Species loss or nestedness accounted for almost 50% of the variation in species composition among the habitat types, indicating that new grasslands and cereal crops habitats comprise a poor selection out of the species pool present in old grasslands. These results were supported by ordination analysis, showing that the ant community composition of new grassland transects was mostly shaped by ubiquitous agrobiont species, such as L. niger and a few Myrmica species, which are known to be resistant to anthropogenic disturbance and also inhabit cereal crops (Seifert, 2018). After three years, new grasslands were still in earlier stages of ant community succession (Dauber & Wolters, 2005), and lacked habitat specialists such as L. fuliginosus, L. alienus agg. and S. cunicularia . Colonies of these species require a constant supply of food resources and take several years to establish, grow and reproduce (Dauber & Wolters, 2005; Seifert, 2018).
The time lag in the colonisation of newly established grasslands by ants was also reflected by the results for the functional trait space, biocontrol experiments and biocontrol related traits in new grasslands. Principal component analysis showed that the functional richness of new grasslands was determined by three common agrobiont species (L. niger, S. rufibarbis, M. rugulosa ), which were also present within cereal crops habitats.
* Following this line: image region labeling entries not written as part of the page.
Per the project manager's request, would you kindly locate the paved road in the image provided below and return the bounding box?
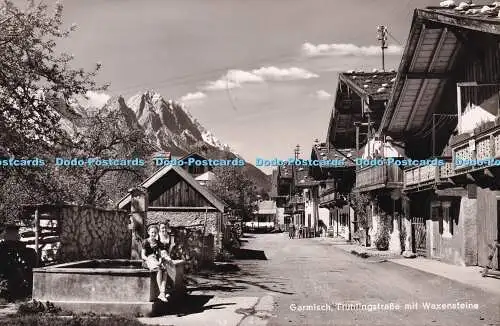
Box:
[189,234,500,326]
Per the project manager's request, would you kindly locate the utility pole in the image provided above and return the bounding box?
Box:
[377,25,387,71]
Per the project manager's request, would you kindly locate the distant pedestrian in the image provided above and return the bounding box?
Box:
[288,224,295,239]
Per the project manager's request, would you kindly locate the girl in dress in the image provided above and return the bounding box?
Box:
[141,225,168,301]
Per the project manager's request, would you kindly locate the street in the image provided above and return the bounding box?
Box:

However, this fraction out of the local species community already provided three functional traits essential for biocontrol services, namely a predatory diet, the ability of workers to organize mass recruitment and large colony sizes. Interestingly, the extension of the functional trait space covered by ants in old grasslands was determined solely by the species L. fuliginosus , which is highly distinctive for many traits among the Central European ant fauna. These ants obligately nest inside tree stems, maintain massive trail systems, attain by far the largest colony sizes of all encountered species, and, as a socially parasitic species, they depend on other ants as hosts for colony foundation.
These findings suggest that accumulating woody elements and allowing more advanced stages of vegetation succession (Dahms, Lenoir, Lindborg, Wolters, & Dauber, 2010) will help to promote functional richness and biocontrol related traits of ant assemblages in new grasslands, and thus to prevent the loss of biodiversity and associated ecosystem services in agricultural landscapes. In account of the high biocontrol potential of species such as L. fuliginosus , new grasslands would thereby not only extend the range of suitable foraging and nesting sites for ants (Armbrecht, Perfecto, & Vandermeer, 2004), but further increase the contribution that ants (and other common predators such as carabids and spiders) in such habitats may provide to agroecosystem functioning in their surroundings.